Nazar boncuklu gazetenin yazarlarına nazar değdi galiba. Son altı ayda üç yazarını birden yitirdi. Sırasıyla Hıncal Uluç, Engin Ardıç ve Mehmet Barlas geberdiler.
Hemen belirteyim, geberdiler demek saygısızlık ya da hakaret değildir. Türk Dil Kurumu’na göre, gebermek, sevilmeyen kişiler için ölümü ifade eder.
Adları geçen mevtalara hiçbir zaman saygı sevgi duymadım. Ölüm haberlerine de ne sevindim ne de üzüldüm. Gazetedeki yozdaşları haliyle üzüldüler, her biri için methiye düzdüler.
Hıncal’ın ünlü kahkahası, hayata bağlılığı, yazılarında hep daha iyiyi ve kaliteliyi arama arzusu, polemikçiliği, spor medyasında baronluğu…
EnginAR’ın kıvrak zekâsı, malumatfuruşluğu, sivri dili, polemikleri…
M. Barlas’ın duayenliği, nüktedanlığı, tevazuu, fikir adamlığı, cüssesi boyu…
Ölmelerinin ardından yozdaşlarının böyle yazmaları elbette yadırganmaz. Ne de olsa beslendikleri sofra aynı. Hem “ölenin ardından konuşulmaz, konuşulacaksa da hayırla yad edilir, kötü söz söylenmez” değil mi? Tamam da, haklarında şöyle yazılmışsa ne demeli?
“Bütün dünya adeta üzerimize üzerimize gelirken, Sabah’ın tüm kalemşorları memleketin bekası için en ön cephede çala kılıç mücadeleye girişti. Hıncal Uluç, Engin Ardıç ve Mehmet Barlas işte bu ikinci kurtuluş savaşının şehitleridir bana göre...”
Gazetenin televizyon yazarının kaleminden çıkmış bu tümceler. Okuduğumda şaşkınlıktan bir an donakaldım. Gülmek istedim gülemedim. Bu tümcelere acı veya tatlı gülebilecek ayaklı ayaksız, kanatlı kanatsız bir canlı türü var mıdır, bilemiyorum. Gülse gülse bir tek Yaşar Güler sanırım. Kendisi şu sıra Milli Savunma Bakanı. Memleket İkinci Kurtuluş Savaşı içindeyse, herkesinkinden farklı bir görevi olduğunun bilincindedir muhakkak. Kolay gelsin paşam!
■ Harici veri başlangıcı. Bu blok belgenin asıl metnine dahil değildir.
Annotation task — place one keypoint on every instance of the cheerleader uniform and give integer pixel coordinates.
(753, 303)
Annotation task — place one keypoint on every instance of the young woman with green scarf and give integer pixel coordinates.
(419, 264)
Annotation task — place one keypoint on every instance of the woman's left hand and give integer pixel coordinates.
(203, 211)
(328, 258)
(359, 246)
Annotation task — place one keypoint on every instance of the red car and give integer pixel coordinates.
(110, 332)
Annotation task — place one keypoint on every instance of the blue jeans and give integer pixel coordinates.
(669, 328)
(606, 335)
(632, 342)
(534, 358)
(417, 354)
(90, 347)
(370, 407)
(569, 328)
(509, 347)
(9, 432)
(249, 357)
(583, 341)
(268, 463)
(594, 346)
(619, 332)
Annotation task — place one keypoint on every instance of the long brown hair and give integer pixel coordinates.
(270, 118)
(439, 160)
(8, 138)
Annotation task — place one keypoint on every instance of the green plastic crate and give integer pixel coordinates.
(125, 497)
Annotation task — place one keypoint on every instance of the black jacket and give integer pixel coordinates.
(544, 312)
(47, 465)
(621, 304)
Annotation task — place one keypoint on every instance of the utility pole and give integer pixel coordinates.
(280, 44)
Latife bir yana, mevtayı hayırla anmanın da bir sınırı olmalı. O sınır elbette kişiden kişiye değişir ama o sınır herhalde böyle kof hamaset ve zırva yüklü bir hayırla anma değildir!
***
İKİNCİ KURTULUŞ SAVAŞININ ŞEHİTLERİ!
Memleket İkinci Kurtuluş Savaşı içinde ve H. Uluç, E. Ardıç, M. Barlas bu savaşın şehitleri!
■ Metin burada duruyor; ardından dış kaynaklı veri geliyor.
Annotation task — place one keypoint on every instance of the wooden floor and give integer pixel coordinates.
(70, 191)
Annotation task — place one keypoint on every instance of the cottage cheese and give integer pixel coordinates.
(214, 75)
Bu zırvaya maruz kalmak başlıbaşına eziyet. Yanıtlamak daha büyük eziyet. İkinci Kurtuluş Savaşı zırvası için dileyen, İKİNCİ İSTİKLAL HARBİ’NİN BAŞKOMUTANI TAYYİP ERDOĞAN! başlıklı yazıya bakabilirler.
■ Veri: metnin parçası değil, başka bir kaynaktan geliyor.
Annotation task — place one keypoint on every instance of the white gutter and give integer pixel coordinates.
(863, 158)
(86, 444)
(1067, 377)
H. Uluç’u, E. Ardıç’ı sonraki yazılara bırakıp biz “M. Barlas bu zırvanın neresinde, nasıl bir gazeteciydi, gerçekten fikir adamı mıydı?”, ona bakalım.
M. Barlas, devleti kuran CHP’nin önde gelen siyasetçilerinden, eski bakanlardan Cemil Sait Barlas’ın oğlu. Doğup büyüdüğü ev, dönemin üst düzey siyasetçilerinin bakanların buluşma noktası. Öyle ki, çocukken Mehmet’in misket oynadığı ziyaretçiler arasında Milli Şef İsmet İnönü bile varmış. Milli Şef, çocukla çocuk olmuş anlaşılan. M. Barlas, dünyaya torpilli gelmiş yani.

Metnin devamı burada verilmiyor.